L’enjeu du dialogue, des normes et d’acceptation sociale

Cette ressource en eau non conventionnelle, aussi prometteuse soit-elle, peine à faire l’unanimité pour certains usages. Selon les experts intervenants, Il est essentiel d’instaurer la confiance des usagers dans l’eau qui leur est fournie. D’où l’acceptation sociale qui constitue un enjeu clé pour le succès de ces nouveaux usages.

Interrogée par «L’Opinion» sur cette perspective, Catherine Bonnaud, directrice de l’AFD au Maroc, a souligné que «le potentiel est important et atteignable. Il nécessite une volonté de dialogue et s’inscrit dans une véritable élaboration de politique publique.
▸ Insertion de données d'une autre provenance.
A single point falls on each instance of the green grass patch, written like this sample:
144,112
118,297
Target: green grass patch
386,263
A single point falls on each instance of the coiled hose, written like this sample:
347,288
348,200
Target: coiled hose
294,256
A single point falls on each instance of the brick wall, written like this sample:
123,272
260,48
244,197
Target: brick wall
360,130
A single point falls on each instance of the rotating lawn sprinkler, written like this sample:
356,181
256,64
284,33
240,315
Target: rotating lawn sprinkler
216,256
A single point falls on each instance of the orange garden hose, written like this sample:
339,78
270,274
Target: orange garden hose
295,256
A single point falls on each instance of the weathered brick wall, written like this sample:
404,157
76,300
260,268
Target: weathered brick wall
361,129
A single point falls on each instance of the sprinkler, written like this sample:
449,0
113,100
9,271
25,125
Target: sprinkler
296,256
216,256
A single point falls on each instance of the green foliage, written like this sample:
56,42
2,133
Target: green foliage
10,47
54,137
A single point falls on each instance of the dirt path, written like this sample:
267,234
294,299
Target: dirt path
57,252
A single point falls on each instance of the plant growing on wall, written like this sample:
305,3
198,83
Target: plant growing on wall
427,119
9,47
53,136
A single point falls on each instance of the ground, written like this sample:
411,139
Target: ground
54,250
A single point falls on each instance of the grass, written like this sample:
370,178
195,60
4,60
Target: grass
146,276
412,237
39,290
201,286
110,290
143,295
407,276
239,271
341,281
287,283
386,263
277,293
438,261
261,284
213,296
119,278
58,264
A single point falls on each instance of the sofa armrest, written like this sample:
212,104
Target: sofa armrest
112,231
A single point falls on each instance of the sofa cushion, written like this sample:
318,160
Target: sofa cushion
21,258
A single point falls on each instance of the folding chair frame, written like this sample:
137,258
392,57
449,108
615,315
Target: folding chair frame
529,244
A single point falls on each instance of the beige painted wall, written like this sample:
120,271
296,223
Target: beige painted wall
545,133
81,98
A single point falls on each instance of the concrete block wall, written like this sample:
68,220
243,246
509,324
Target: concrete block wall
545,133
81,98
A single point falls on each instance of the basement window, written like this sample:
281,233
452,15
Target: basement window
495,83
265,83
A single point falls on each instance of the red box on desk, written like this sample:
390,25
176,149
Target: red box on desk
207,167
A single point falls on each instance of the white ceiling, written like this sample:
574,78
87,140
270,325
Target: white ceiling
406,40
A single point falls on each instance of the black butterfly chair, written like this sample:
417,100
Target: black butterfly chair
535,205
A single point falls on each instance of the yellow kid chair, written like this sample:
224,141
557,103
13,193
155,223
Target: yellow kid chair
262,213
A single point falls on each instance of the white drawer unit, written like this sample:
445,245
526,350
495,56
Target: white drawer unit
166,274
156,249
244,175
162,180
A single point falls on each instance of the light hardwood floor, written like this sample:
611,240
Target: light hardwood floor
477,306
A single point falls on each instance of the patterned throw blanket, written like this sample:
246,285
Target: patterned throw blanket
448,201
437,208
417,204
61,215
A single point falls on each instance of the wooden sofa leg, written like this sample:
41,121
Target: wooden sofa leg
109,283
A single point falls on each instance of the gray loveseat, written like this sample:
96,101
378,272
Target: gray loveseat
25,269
Mais cela demande un cadre réglementaire solide, des investissements conséquents, une réflexion sur le coût de l’eau et son modèle économique, ainsi qu’une relation de confiance avec les usagers, qu’il s’agisse des agriculteurs ou des consommateurs. Il est donc indispensable de mettre en place une régulation, une surveillance et des normes pour permettre la diversification des usages de la REUSE. Cette approche fonctionne dans d’autres pays, mais elle requiert réflexion et volonté politique au Maroc».

De son côté, Timothée Ourbak, chef de la division des ressources naturelles à la même Agence, rappelle que «l’acceptabilité sociale de la réutilisation des eaux usées est un facteur clé, car elle conditionne le soutien du public selon les usages envisagés».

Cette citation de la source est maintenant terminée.